Bank of America lost a bid May 29 to shake claims brought by the trustee for a $1.75 billion mortgage-backed securities deal, although Manhattan Supreme Court Justice Eileen Bransten (See Profile), in U.S. Bank v. Countrywide Home Loans, 652388/2011, narrowed the case to just a fraction of the loans at issue. She ruled that MBS trustee U.S. Bank National Association can’t try to force BofA to repurchase all 4,484 loans underlying the securities, since the terms of the securitization deal don’t allow for such a "pool-wide" breach of contract claim. Bransten refused, however, to dismiss a separate breach of contract claim related to 495 allegedly faulty loans that BofA unit Countrywide Financial already refused to buy back.
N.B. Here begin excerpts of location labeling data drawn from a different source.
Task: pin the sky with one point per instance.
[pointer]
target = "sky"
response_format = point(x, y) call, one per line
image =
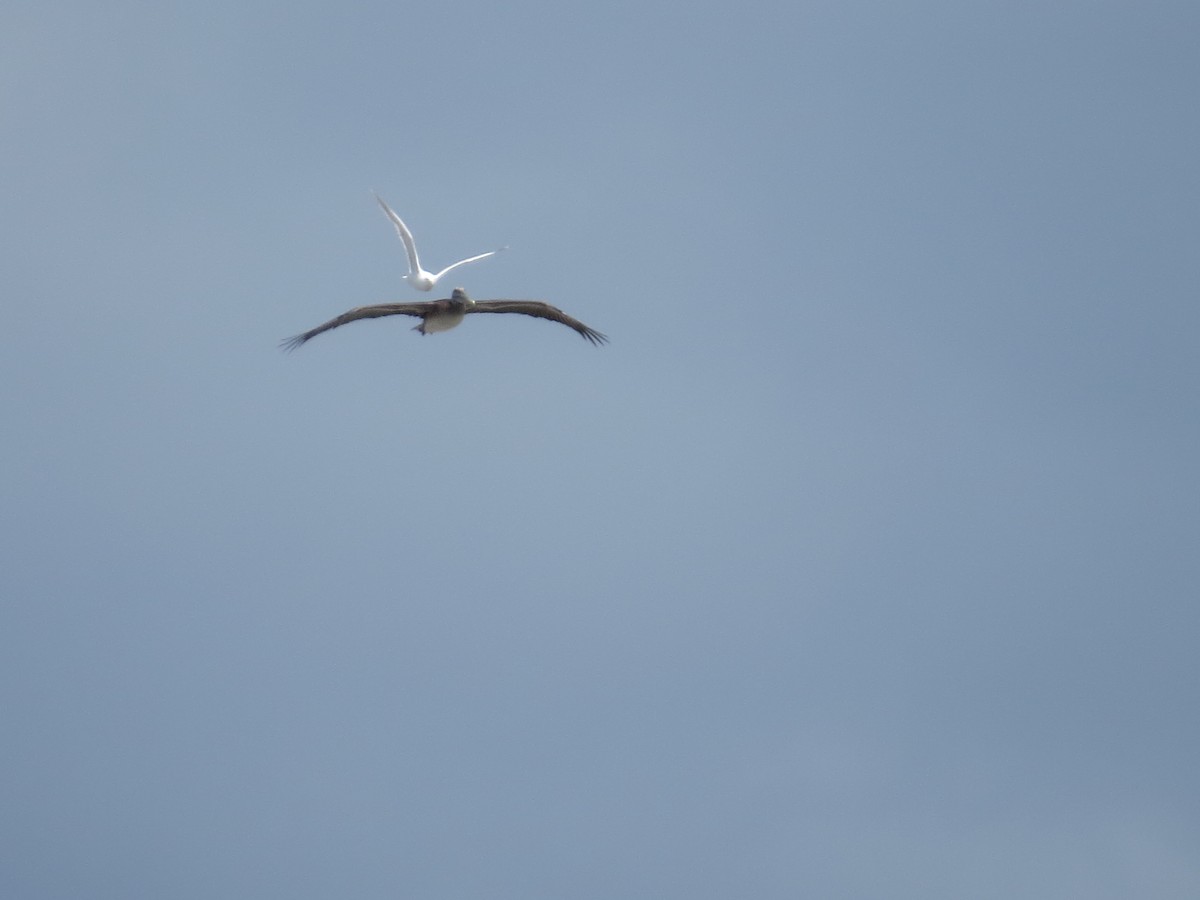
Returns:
point(862, 562)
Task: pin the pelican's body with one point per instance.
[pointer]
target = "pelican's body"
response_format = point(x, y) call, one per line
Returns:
point(417, 276)
point(448, 312)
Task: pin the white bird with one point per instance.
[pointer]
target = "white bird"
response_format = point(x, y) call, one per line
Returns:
point(447, 313)
point(417, 276)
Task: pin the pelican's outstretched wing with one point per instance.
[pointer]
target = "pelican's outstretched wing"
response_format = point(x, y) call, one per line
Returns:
point(360, 312)
point(539, 310)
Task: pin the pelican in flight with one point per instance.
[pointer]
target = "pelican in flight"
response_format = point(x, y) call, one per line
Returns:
point(447, 313)
point(417, 276)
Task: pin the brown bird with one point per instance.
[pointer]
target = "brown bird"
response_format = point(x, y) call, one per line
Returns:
point(447, 313)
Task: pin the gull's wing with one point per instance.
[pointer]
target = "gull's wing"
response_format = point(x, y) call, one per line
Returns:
point(414, 264)
point(469, 259)
point(539, 310)
point(360, 312)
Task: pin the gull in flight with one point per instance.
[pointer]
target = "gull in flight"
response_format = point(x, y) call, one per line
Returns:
point(447, 313)
point(417, 276)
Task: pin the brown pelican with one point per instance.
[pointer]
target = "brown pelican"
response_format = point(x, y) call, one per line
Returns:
point(444, 315)
point(417, 276)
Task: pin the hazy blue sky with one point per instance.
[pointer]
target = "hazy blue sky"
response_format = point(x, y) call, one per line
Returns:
point(863, 562)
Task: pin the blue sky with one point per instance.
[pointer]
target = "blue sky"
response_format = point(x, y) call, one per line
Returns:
point(861, 563)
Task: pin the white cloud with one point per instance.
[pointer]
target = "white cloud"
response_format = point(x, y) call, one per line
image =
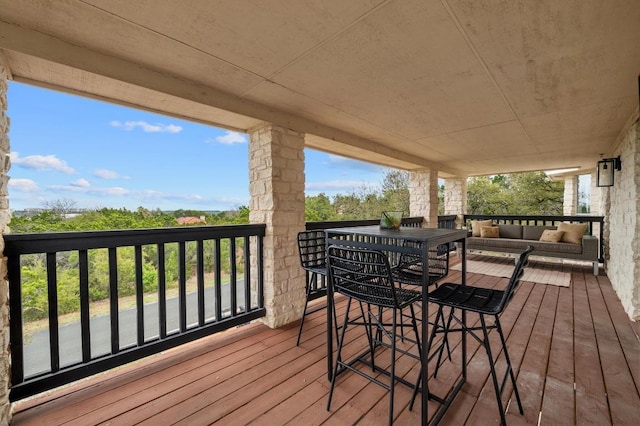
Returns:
point(24, 185)
point(336, 161)
point(230, 138)
point(82, 183)
point(106, 174)
point(147, 127)
point(41, 163)
point(335, 185)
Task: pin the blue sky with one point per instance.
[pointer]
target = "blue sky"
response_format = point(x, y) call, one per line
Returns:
point(103, 155)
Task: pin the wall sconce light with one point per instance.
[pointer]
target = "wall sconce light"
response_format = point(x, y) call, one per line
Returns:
point(606, 170)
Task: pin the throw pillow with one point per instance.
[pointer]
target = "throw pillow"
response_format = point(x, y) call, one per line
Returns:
point(573, 232)
point(490, 232)
point(476, 226)
point(551, 236)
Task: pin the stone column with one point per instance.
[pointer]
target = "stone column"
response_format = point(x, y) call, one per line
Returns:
point(5, 216)
point(423, 196)
point(455, 199)
point(570, 205)
point(622, 224)
point(276, 186)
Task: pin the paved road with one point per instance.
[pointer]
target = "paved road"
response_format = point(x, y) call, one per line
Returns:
point(36, 350)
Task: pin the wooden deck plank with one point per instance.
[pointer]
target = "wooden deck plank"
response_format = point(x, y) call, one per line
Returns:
point(622, 393)
point(560, 379)
point(591, 403)
point(254, 375)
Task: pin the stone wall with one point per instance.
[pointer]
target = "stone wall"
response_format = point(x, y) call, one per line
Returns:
point(455, 198)
point(623, 230)
point(570, 204)
point(5, 215)
point(276, 186)
point(423, 196)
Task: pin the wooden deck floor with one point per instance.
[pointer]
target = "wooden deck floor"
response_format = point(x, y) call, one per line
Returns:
point(575, 352)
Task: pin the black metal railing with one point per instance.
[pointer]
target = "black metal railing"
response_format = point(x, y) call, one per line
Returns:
point(218, 276)
point(546, 221)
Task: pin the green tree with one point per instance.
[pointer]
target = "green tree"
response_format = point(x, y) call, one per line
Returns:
point(395, 191)
point(318, 208)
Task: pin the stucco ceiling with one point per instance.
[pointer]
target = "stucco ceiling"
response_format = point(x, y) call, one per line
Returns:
point(467, 87)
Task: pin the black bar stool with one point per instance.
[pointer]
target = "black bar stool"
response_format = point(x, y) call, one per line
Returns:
point(484, 302)
point(365, 276)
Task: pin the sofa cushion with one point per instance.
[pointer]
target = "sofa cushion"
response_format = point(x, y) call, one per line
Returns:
point(543, 247)
point(489, 232)
point(510, 231)
point(551, 236)
point(476, 226)
point(534, 232)
point(573, 232)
U.S. Bank’s lawyers at Kasowitz, Benson, Torres & Friedman sued BofA and Countrywide in 2011, alleging that investors in HarborView Mortgage Loan Trust 2005-10 had examined 786 under-performing loans and determined that about 66 percent of them didn’t live up to Countrywide’s promises about their quality. The trustee brought two breach of contract claims—one demanding that BofA repurchase the non-performing loans it identified, and another asking the bank to repurchase the entire loan pool due to "pervasive breaches" of Countrywide’s representations and warranties. BofA and Countrywide moved to dismiss both claims in May 2012, arguing that the lawsuit was a thinly veiled ploy by vulture funds to cash in on mortgage-backed investments acquired on the cheap.